Reynier hésite. Face à l’apparente sincérité de Luc, il ne sait plus trop sur quel pied danser.

— Non, je vais aller lui parler.

— Je suis sûr que cela dissipera le malentendu.

— Je l’espère…

— Et puis vous savez, ajoute Luc sur le ton de la confidence, si je dois briser quelque chose, ce sera les cervicales du malade qui vous harcèle, vous et votre famille. Pas le cœur de votre fille…

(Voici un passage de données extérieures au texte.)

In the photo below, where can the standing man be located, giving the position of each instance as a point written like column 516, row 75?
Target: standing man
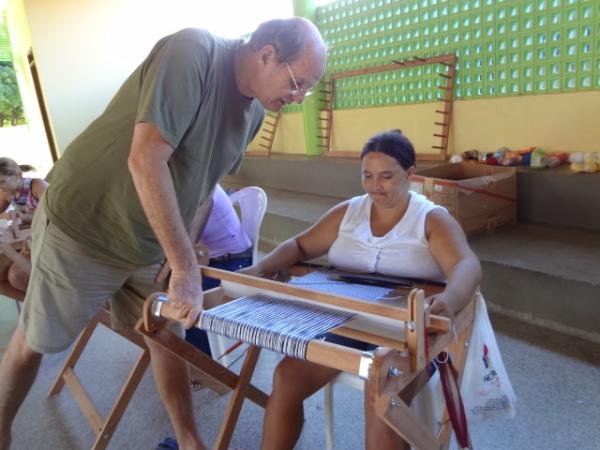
column 125, row 191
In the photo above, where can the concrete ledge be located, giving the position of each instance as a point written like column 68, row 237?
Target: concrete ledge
column 543, row 275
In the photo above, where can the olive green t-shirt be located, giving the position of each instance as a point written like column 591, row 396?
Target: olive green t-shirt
column 186, row 88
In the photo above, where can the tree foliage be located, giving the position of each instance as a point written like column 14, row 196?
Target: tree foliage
column 11, row 106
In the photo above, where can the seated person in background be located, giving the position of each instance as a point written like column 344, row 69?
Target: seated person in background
column 18, row 192
column 229, row 248
column 389, row 230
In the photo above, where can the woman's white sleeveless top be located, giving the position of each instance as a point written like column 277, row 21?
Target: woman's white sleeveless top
column 402, row 252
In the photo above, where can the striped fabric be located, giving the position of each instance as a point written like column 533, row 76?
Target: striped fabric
column 281, row 325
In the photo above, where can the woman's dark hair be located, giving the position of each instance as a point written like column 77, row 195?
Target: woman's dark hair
column 394, row 144
column 286, row 35
column 9, row 167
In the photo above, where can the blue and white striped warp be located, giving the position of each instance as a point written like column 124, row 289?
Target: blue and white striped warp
column 284, row 326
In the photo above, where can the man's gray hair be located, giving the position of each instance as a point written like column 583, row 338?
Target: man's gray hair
column 288, row 36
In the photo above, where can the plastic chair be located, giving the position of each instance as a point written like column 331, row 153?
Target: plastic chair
column 252, row 204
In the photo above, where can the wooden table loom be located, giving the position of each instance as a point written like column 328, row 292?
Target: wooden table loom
column 400, row 331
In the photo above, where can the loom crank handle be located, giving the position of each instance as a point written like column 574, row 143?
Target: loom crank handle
column 157, row 310
column 153, row 311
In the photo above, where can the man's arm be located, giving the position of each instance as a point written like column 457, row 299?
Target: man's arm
column 148, row 166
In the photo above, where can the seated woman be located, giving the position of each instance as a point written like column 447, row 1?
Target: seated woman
column 19, row 192
column 390, row 230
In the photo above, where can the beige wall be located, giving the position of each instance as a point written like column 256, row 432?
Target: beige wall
column 85, row 50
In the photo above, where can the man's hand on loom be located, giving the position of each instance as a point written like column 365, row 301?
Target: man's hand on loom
column 185, row 295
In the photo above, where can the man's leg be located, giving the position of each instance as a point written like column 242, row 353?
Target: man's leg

Reynier esquisse un sourire.

— Désolé de m’être emporté comme ça.

— Pas de problème, prétend Luc. Vous êtes un père attentionné, Maud a beaucoup de chance.

Le chirurgien le considère avec étonnement.

— C’est vraiment ce que vous pensez ?

— Oui… Cependant, si j’étais vous, je lui lâcherais un peu la bride. Vous avez peur pour elle, mais je crois qu’elle n’est pas si fragile que ça. J’ai même l’impression qu’elle est forte et courageuse… Après ce qu’elle a vécu ces derniers jours, elle récupère vite. Beaucoup seraient mortes de trouille à sa place !

— Bien sûr, elle n’a pas que des faiblesses, admet Reynier. Mais je sais qu’elle peut rapidement sombrer. Et je ne voudrais pas qu’elle rechute à cause de vous…

— Qu’elle rechute  ? C’est-à-dire ?

À cet instant, Reynier se maudit de s’être montré sous un jour peu reluisant. D’avoir révélé tant de choses à cet homme. De l’avoir laissé ainsi entrer dans sa vie.

Mais il a tant de mal à clarifier ses sentiments envers lui.

Tour à tour un allié, un ennemi.

Un danger, un réconfort.

Un confident, un adversaire…

— Elle a eu des problèmes, il y a quelques années, révèle le chirurgien. Drogues dures.

— Merde, murmure Luc. Je l’ignorais…

— L’adolescence, de mauvaises fréquentations et puis… Et puis je crois que la mort de sa mère reste une blessure profonde.

— Je comprends mieux votre comportement, maintenant, dit Luc. Mais vous n’avez pas à avoir peur de moi, rassurez-vous… Voilà ce que je vous propose : allez lui parler et si jamais vous avez raison, si jamais Maud est amoureuse de moi, eh bien je m’engage à partir et à vous trouver quelqu’un de sûr pour me remplacer.